SPORTS KEN: After the glory comes the storm?

Is there trouble brewing between the PSC and the POC?

Will this not negatively disrupt the fluid preparations for the country’s preparation for the 2024 Paris Olympics that is barely a year away?

Just a few sunrises after Tim Cone and his boys captured the Asian Games basketball diadem, Philippine Sports Commission chair Richard Bachmann held a media conference denying involvement in sending a COA collection letter concerning the POC unliquidated funds amounting to P10 million.

The COA demand was contained in a memo sent to POC president Bambol Tolentino at the progress of the country’s participation in the Hangzhou, China Asian Games.

He explained that the COA letter did not pass through his office and that the COA’s action was purely a standard procedure practiced by the latter.

Tolentino was irked because the collection memo was ill-timed as his hands were full physically overseeing and monitoring Pinopy athletes competing in the continental sports joust.
This is another unwanted wrinkle in the PSC-POC relationship.

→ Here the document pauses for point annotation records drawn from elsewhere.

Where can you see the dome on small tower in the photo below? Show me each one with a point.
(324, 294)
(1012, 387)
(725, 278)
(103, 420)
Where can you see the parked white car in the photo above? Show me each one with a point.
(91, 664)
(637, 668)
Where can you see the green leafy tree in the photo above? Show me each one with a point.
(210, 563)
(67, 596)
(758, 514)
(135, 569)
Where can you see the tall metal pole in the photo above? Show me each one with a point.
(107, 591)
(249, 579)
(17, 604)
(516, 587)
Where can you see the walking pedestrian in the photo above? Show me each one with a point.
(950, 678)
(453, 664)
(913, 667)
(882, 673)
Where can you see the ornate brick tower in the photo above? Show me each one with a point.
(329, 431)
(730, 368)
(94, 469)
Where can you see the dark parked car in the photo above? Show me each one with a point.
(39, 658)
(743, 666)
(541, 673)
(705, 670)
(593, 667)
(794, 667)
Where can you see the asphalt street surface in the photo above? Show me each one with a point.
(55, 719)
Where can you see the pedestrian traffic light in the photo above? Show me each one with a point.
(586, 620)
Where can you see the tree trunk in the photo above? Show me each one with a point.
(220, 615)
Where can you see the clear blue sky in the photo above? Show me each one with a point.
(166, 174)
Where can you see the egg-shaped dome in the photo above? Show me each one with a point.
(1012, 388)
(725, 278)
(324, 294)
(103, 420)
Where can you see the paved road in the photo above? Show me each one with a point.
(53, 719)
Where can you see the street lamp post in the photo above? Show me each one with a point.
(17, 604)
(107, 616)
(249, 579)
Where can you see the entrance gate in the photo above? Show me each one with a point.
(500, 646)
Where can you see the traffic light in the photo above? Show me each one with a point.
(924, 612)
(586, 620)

The POC president denounced the PSC in an Oct. 8 press release for the discourteous memo considering that the time period stipulated in it dated back to the 1998 era.
Tolentino said he was not yet around at that time.

That’s correct.

It behooves everybody why some idiot had the gall to send the collection letter when no definitive answer can be obtained ASAP anyway.
I know the issue quite well. I was still physically roaming the entire length and breadth of the Rizal Memorial Sports Complex, covering every activity of each NSA holding office within its premises.

All POC presidents – who served from 1998 till the present – received the same collection letter during their respective terms.

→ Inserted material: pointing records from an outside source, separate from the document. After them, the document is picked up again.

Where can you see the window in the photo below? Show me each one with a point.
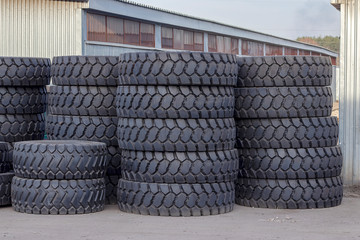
(217, 43)
(174, 38)
(251, 48)
(116, 30)
(273, 50)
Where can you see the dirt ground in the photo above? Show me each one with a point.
(336, 223)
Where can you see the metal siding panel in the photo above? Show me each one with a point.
(40, 28)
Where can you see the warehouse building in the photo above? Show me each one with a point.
(47, 28)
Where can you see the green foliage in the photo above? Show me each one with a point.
(329, 42)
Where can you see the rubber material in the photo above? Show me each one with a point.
(89, 128)
(16, 128)
(175, 102)
(181, 135)
(175, 199)
(23, 100)
(283, 102)
(58, 197)
(287, 132)
(5, 188)
(178, 68)
(301, 163)
(180, 167)
(82, 101)
(289, 194)
(85, 71)
(24, 71)
(283, 71)
(61, 160)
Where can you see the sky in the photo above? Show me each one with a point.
(284, 18)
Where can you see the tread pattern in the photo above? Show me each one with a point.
(176, 134)
(61, 160)
(5, 163)
(283, 102)
(85, 71)
(178, 68)
(287, 132)
(16, 128)
(175, 102)
(58, 196)
(82, 100)
(289, 194)
(24, 71)
(176, 199)
(89, 128)
(301, 163)
(180, 167)
(5, 188)
(23, 100)
(284, 71)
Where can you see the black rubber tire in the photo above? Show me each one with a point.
(175, 102)
(5, 163)
(5, 188)
(301, 163)
(23, 100)
(58, 197)
(24, 71)
(114, 156)
(111, 189)
(61, 160)
(88, 128)
(287, 132)
(176, 199)
(289, 194)
(82, 101)
(283, 102)
(85, 71)
(180, 167)
(17, 128)
(280, 71)
(176, 135)
(178, 68)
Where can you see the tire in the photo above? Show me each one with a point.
(283, 102)
(58, 197)
(289, 194)
(85, 71)
(281, 71)
(60, 160)
(287, 133)
(23, 100)
(5, 162)
(175, 102)
(17, 128)
(180, 135)
(178, 68)
(175, 199)
(301, 163)
(23, 72)
(180, 167)
(88, 128)
(5, 188)
(82, 101)
(111, 189)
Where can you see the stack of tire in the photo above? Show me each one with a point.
(82, 106)
(5, 175)
(287, 140)
(23, 98)
(59, 177)
(177, 133)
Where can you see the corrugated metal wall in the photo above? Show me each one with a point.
(350, 89)
(40, 28)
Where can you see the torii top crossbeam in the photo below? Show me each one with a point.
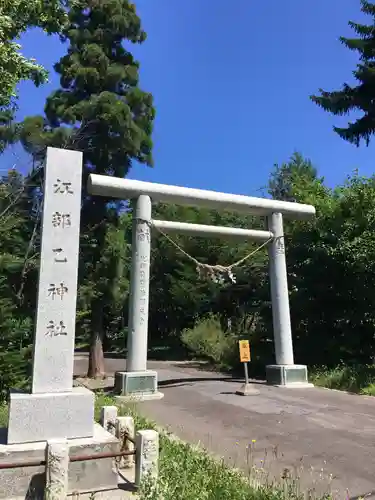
(115, 187)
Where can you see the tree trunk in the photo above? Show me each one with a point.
(96, 357)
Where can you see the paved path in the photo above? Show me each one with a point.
(316, 432)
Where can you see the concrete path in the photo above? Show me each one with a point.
(325, 437)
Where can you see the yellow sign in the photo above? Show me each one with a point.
(244, 351)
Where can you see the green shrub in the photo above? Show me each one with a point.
(208, 340)
(356, 379)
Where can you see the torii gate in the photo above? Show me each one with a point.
(137, 380)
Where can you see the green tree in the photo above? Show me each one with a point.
(16, 17)
(18, 279)
(359, 97)
(101, 111)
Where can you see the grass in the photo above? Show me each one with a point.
(188, 472)
(355, 379)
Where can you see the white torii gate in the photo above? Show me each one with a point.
(137, 380)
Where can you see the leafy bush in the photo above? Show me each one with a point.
(357, 379)
(208, 340)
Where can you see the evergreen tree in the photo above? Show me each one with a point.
(16, 16)
(101, 111)
(359, 97)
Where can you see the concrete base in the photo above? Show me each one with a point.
(289, 376)
(84, 477)
(137, 385)
(139, 397)
(39, 417)
(247, 390)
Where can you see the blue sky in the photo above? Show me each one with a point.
(231, 82)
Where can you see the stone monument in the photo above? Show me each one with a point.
(55, 410)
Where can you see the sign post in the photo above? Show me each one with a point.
(245, 357)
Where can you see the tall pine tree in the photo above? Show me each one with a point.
(360, 97)
(101, 111)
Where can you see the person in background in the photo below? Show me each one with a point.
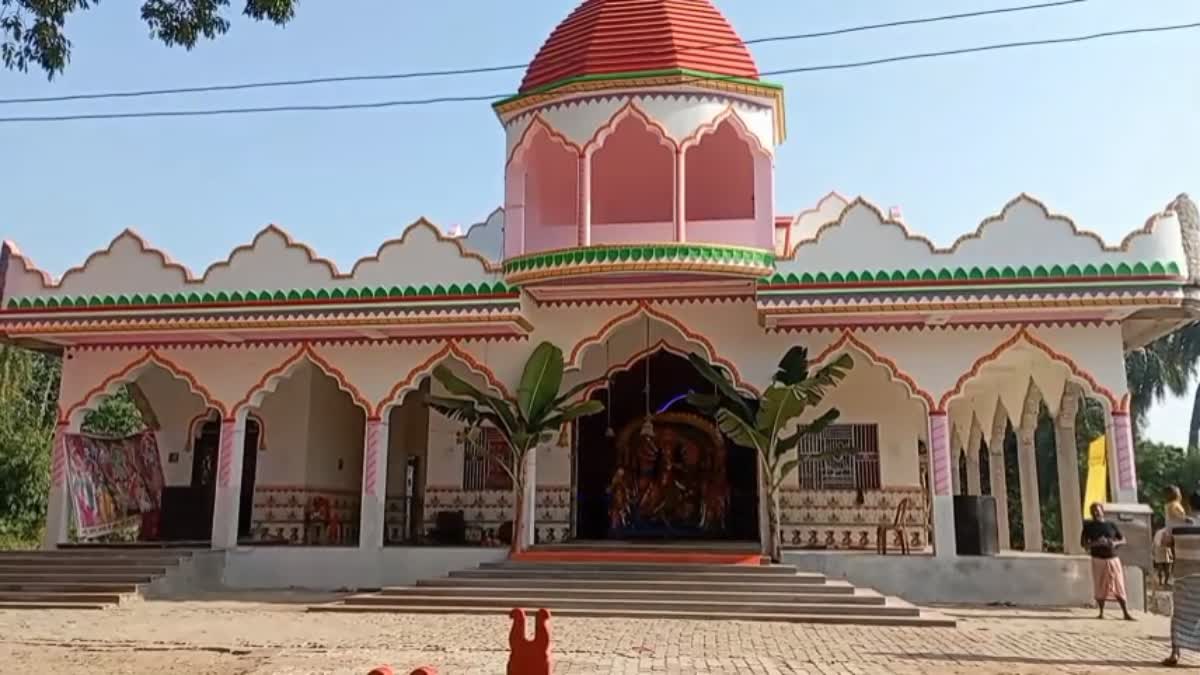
(1164, 554)
(1102, 541)
(1186, 608)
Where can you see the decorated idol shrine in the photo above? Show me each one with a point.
(286, 399)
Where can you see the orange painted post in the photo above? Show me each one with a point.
(529, 657)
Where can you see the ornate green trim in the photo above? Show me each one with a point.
(1072, 273)
(682, 254)
(234, 298)
(637, 75)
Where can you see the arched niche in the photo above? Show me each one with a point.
(719, 177)
(545, 175)
(633, 183)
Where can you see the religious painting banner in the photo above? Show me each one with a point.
(113, 481)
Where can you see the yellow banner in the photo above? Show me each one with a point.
(1097, 476)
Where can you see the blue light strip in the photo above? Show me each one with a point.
(673, 401)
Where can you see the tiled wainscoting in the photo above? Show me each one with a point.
(280, 515)
(486, 509)
(834, 519)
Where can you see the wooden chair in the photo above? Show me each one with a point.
(898, 525)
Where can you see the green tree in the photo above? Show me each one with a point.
(533, 419)
(33, 31)
(769, 424)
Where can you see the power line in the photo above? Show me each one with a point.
(409, 102)
(483, 70)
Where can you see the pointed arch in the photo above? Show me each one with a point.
(275, 376)
(645, 310)
(1024, 336)
(130, 374)
(850, 342)
(412, 380)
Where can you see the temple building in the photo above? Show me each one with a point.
(286, 395)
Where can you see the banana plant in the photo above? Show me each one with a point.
(532, 419)
(769, 424)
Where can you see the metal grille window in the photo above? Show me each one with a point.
(483, 452)
(844, 457)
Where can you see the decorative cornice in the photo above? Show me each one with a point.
(695, 258)
(1071, 274)
(645, 79)
(481, 292)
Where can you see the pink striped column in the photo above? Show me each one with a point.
(1123, 449)
(942, 485)
(58, 514)
(375, 484)
(227, 502)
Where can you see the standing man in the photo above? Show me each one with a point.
(1102, 539)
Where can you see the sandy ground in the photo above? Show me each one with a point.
(273, 634)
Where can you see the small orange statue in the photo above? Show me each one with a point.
(529, 657)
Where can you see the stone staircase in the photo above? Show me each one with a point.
(82, 578)
(743, 592)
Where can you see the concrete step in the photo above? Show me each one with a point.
(81, 567)
(917, 620)
(570, 585)
(624, 575)
(642, 567)
(48, 577)
(707, 605)
(636, 597)
(59, 597)
(69, 586)
(18, 604)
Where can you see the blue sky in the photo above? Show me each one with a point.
(1107, 131)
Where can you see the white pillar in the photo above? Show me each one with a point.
(228, 494)
(1127, 471)
(1031, 501)
(375, 484)
(957, 466)
(943, 501)
(529, 507)
(975, 440)
(681, 210)
(585, 193)
(999, 478)
(1067, 452)
(58, 513)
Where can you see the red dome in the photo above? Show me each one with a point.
(616, 36)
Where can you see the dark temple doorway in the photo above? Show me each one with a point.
(671, 476)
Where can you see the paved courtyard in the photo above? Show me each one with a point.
(273, 634)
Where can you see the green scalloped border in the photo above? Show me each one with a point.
(449, 292)
(640, 252)
(976, 274)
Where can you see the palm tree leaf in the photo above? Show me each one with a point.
(725, 388)
(540, 381)
(571, 413)
(741, 431)
(793, 368)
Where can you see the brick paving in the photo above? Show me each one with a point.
(274, 635)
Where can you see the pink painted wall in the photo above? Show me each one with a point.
(633, 177)
(720, 177)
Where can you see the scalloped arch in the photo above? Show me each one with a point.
(274, 377)
(630, 109)
(1024, 335)
(729, 115)
(539, 125)
(643, 309)
(850, 342)
(130, 374)
(449, 352)
(1024, 197)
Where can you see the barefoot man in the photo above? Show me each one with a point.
(1102, 539)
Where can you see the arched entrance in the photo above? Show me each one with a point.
(666, 476)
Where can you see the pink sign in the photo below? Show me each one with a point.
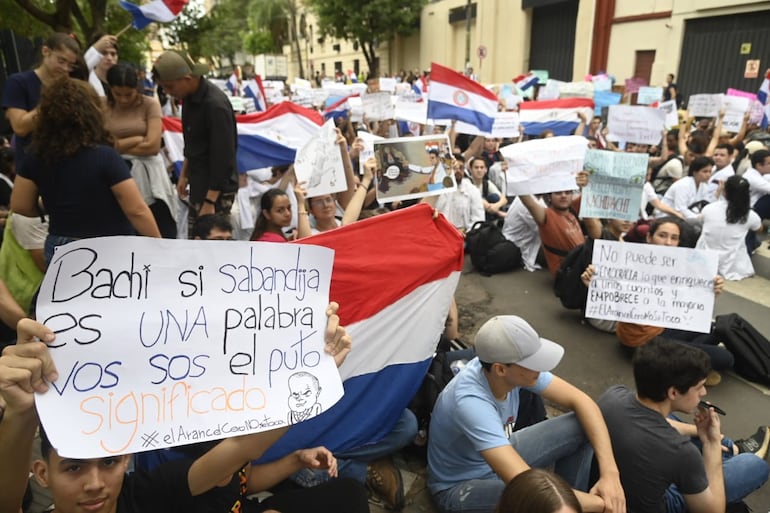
(742, 94)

From all appearances, the same has not been acted upon to this date.

Who is to blame for this snafu?

Obviously, you can’t pinpoint the blame on Tolentino.

You can probably fault the COA for not diligently pursuing its claim when the funds in question were yet in a stage of where full liquidation could have been made possible.
Receipts and all other pertinent documents might have already been lost (in transit because of office transfers, etc.) and misplaced by people who had cusotdy.
Some might have already crossed the Great Beyond or moved elsewhere abroad and could no longer be located today.
P10 million is P10 million.

But who will the COA go after if the POC today under Tolentino cannot liquidate the same because, for one reason or another, the documents are no longer in its possession and the personnel concerned are no longer around?

Can these funds be declared officially lost or what? The COA has an appropriate term to describe this situation.